42. Pleymo - Keçkispasse? (1999)
Nu-metal is as thoroughly American as genres get. Only a country as twisted and ugly as ours could dominate a genre that does the same. Though we produced the majority of nu-metal classics we also were the first to get burned out on it. By 1999, it was easy to feel like nu-metal was unraveling into a pile of cliches— pointlessly angsty music made by millionaires. If you lived overseas however nu-metal was still the cool foreign import. Long after it became a stateside joke nu-metal bands were logging hits and selling out tours overseas. On debut Keçkispasse? French sextet Pleymo sounds ecstatic at the prospect of making straight-up-and-down-no-denying-it nu-metal music. From happy hardcore explosion “Yallah” to the charmingly boom-bap “Soukaripa” you get a sense of community from Keçkispasse? - of friends certain that with enough effort, aplomb and zeal they can make this happen. Every bounce riff (and there are so many bounce riffs), scream, screech, and breakdown sound joyous. Angsty millionaires? In 1999 the best nu-metal on earth was being made by broke Frenchmen.
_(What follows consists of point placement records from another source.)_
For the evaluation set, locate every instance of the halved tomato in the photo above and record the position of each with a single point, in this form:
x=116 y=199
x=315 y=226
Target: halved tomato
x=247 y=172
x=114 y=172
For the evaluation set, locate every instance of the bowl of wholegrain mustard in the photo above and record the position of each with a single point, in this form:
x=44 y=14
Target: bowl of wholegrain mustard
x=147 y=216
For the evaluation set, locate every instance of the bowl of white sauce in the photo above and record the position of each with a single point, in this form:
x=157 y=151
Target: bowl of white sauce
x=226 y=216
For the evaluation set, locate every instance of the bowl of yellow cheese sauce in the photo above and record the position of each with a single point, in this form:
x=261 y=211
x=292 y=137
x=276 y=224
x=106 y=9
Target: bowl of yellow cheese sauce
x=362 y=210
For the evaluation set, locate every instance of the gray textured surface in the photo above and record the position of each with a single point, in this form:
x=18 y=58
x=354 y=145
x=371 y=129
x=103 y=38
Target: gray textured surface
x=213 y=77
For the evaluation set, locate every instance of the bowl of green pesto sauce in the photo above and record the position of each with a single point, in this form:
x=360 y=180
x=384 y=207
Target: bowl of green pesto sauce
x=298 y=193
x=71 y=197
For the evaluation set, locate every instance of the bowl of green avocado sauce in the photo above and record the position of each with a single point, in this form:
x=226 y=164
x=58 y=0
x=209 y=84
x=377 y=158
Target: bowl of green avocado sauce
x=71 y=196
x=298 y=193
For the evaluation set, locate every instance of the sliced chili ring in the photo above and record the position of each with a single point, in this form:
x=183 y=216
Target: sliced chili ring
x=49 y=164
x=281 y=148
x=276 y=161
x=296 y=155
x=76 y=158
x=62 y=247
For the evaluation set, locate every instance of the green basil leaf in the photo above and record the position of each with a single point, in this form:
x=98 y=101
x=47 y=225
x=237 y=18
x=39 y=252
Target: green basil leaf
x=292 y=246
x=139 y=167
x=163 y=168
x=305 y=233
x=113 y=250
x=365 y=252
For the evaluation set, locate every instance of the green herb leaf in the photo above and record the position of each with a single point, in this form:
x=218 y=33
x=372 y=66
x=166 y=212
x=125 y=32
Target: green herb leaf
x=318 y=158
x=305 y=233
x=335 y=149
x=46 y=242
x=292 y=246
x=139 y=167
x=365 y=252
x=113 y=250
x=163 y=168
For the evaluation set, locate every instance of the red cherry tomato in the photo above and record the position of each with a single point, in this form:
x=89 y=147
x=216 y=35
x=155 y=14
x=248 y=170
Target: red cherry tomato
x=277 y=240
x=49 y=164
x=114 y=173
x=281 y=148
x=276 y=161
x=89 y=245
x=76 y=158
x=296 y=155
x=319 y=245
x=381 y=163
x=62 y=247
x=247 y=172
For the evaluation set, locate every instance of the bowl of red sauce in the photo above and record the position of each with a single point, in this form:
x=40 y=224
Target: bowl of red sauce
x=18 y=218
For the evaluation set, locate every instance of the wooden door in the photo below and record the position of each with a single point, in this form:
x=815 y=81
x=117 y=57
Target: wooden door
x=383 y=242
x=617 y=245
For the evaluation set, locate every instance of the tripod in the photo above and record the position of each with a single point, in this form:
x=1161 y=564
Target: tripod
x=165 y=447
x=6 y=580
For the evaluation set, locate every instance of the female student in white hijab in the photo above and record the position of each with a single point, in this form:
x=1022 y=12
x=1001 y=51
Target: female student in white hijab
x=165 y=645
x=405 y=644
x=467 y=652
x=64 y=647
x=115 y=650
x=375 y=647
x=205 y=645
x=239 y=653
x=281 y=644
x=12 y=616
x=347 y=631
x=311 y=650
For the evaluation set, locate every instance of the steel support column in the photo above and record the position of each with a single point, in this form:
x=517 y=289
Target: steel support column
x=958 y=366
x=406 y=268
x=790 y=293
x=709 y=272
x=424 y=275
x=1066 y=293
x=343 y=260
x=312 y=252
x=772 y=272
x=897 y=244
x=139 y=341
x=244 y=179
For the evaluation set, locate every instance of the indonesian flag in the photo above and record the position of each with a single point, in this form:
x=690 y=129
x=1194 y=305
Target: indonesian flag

41. Seo Taiji - Ultramania (2000)
An impossibly young man sprints through an airport as hundreds of fans pursue him. Girls reduced to tears as he takes the stage at a massive arena. Pyrotechnics explode. The crowd screams as he launches into… nu-metal. It’s 2000 and Seo Taiji is South Korea’s biggest pop star. Following the end of pioneering K-pop idol group Seo Taiji and Boys, Seo Taiji (the titular “boy”) immersed himself in guitar musics. Following an adept alternative rock debut he created Ultramania, an album of straight up balls to the walls nu-metal. This pivot has almost no parallel in popular music. Imagine Jordan Knight departing the New Kids on the Block to make funk metal and pulling it off. For the most part Seotaiji operates in a post-Durt style of swaggering raps with scream/sing choruses and a tight focus on hooks. Tracks like “Orange” and “Ultramania” are all mild youth rebellion anthems but jacked up on a nu-metal explosion that sounds like Ross Robinson and Max Martin being forced to work together at gunpoint. It could have been clinical but Seo Taiji’s genuine feel for nu-metal songcraft powers all. The album’s two “02 Remake''s are the clearest examples of how k-pop became k-metal. “Come Back Home” trades the original’s dusty hip-hop beats for a true Korn makeover replete with guitar squeals and clattering bass while “For You” is transformed from a drippy love ballad into an uptempo pop-punk sprint. And for helpful time-and-place illustration, Ultramania comes with two live tracks that feature an audience of young girls screaming with an intensity more akin to The Beatles at Shea Stadium than any of the hulked out grunting you’d hear on your average night of the Family Values Tour.